Dlaczego Istnieje Handel Kościołami?

Spisu treści:

Dlaczego Istnieje Handel Kościołami?
Dlaczego Istnieje Handel Kościołami?

Wideo: Dlaczego Istnieje Handel Kościołami?

Wideo: Dlaczego Istnieje Handel Kościołami?
Wideo: Dlaczego kościoły są zamykane w ciągu dnia jak twierdze warowne? | abp Marek Jędraszewski 2024, Grudzień
Anonim

Powszechnie znana jest biblijna przypowieść o tym, jak Jezus Chrystus wypędził kupców ze świątyni w Jerozolimie. Ale czy to oznacza całkowity zakaz handlu instytucjami religijnymi?

Dlaczego istnieje handel kościołami?
Dlaczego istnieje handel kościołami?

Ewangelia

Ewangelia naprawdę mówi, że „Jezus wszedł do świątyni Bożej i wypędził wszystkich sprzedających i kupujących w świątyni, a stoły i ławy gołębi sprzedających powywracał”. Nie mówi jednak, że Pan zakazuje wszelkiego handlu na terenie świątyni. Aby zrozumieć, o co w tym chodzi, musisz znać strukturę starotestamentowej świątyni w Jerozolimie i rytualną stronę kultu Starego Testamentu.

Świątynia składała się z kilku części: dziedzińca, na który ludzie mogli wejść, oraz ołtarza, na którym składano całopalenia (palono ofiary ze zwierząt i ptaków). Kruchta oddzielała część świecką od sanktuarium, gdzie tylko kapłani mogli wejść, a tylko arcykapłan mógł raz w roku wejść do „świętej świętych” w święto oczyszczenia. Na dziedzińcu, gdzie z różnych powodów składano krwawe ofiary, w tym celu sprzedawano zwierzęta i ptaki, a także wymieniano monety, które ludzie również mogli ofiarować.

Wszystko to działo się na dziedzińcu, który był częścią świątyni, a nie za jej ogrodzeniem. To rozgniewało Zbawiciela, rozproszył wszystkich tych kupców i zmienił się.

Nowoczesność

Co się dzieje we współczesnych świątyniach? Czy istnieje podobieństwo między sprzedażą świec a bazarem sprzedającym barany, owce i gołębie? Nie. Sprzedaż świec w żaden sposób nie koliduje z modlitwą w świątyni, zwłaszcza gdy weźmie się pod uwagę, że w wielu świątyniach pudełka ze świecami znajdują się w narteksie lub nawet są wynoszone na ulicę w osobnych pomieszczeniach.

Co więcej, dziś już wiadomo, że sprzedaż świec, modlitewników i krzyży w sklepach kościelnych nie jest działalnością handlową. Patriarchat wielokrotnie o tym mówił. Faktem jest, że ustawodawstwo Federacji Rosyjskiej rzeczywiście stoi po stronie Kościoła, traktując w handlu parafialnym jedynie formę darowizny, gdy wartość dodaną dystrybuowanych towarów uważa się nie za dochód handlowy, ale za wkład charytatywny „kupujący”, dobrowolna ofiara na potrzeby kościoła.

Prawa

Jeśli przejdziemy do tekstów ustaw, kluczowe są tutaj art. 251 kodeksu podatkowego Federacji Rosyjskiej i art. 17 ustawy federalnej „O wolności sumienia i związkach wyznaniowych”. Po pierwsze, ustanawia wykaz źródeł dochodu, które nie są uwzględniane w opodatkowaniu. To ona odlicza od podatków dochód organizacji wyznaniowej ze „sprzedaży literatury religijnej i przedmiotów religijnych” oraz kwoty przekazywane Kościołowi „w związku z wykonywaniem obrzędów religijnych”.

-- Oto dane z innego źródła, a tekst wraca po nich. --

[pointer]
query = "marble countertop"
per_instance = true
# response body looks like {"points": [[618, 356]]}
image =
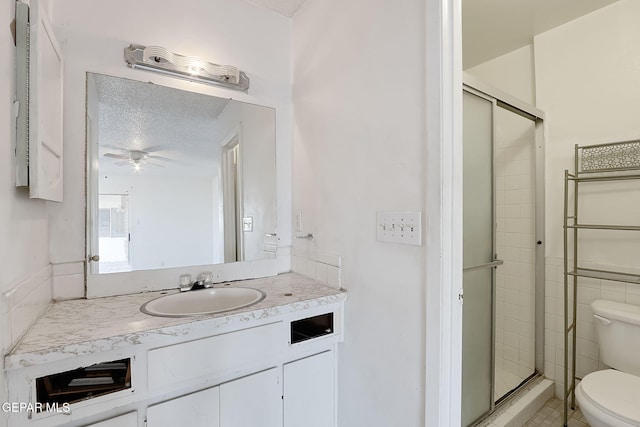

17 art. 17 ustawy „O wolności sumienia i o związkach wyznaniowych” z kolei zezwala organizacjom religijnym na produkcję, nabywanie, eksport, import i dystrybucję literatury religijnej, materiałów drukowanych, audio i wideo, a także „innych pozycji o znaczeniu religijnym” organizacje religijne mają m.in. pierwszeństwo w zakładaniu przedsiębiorstw produkujących te same przedmioty.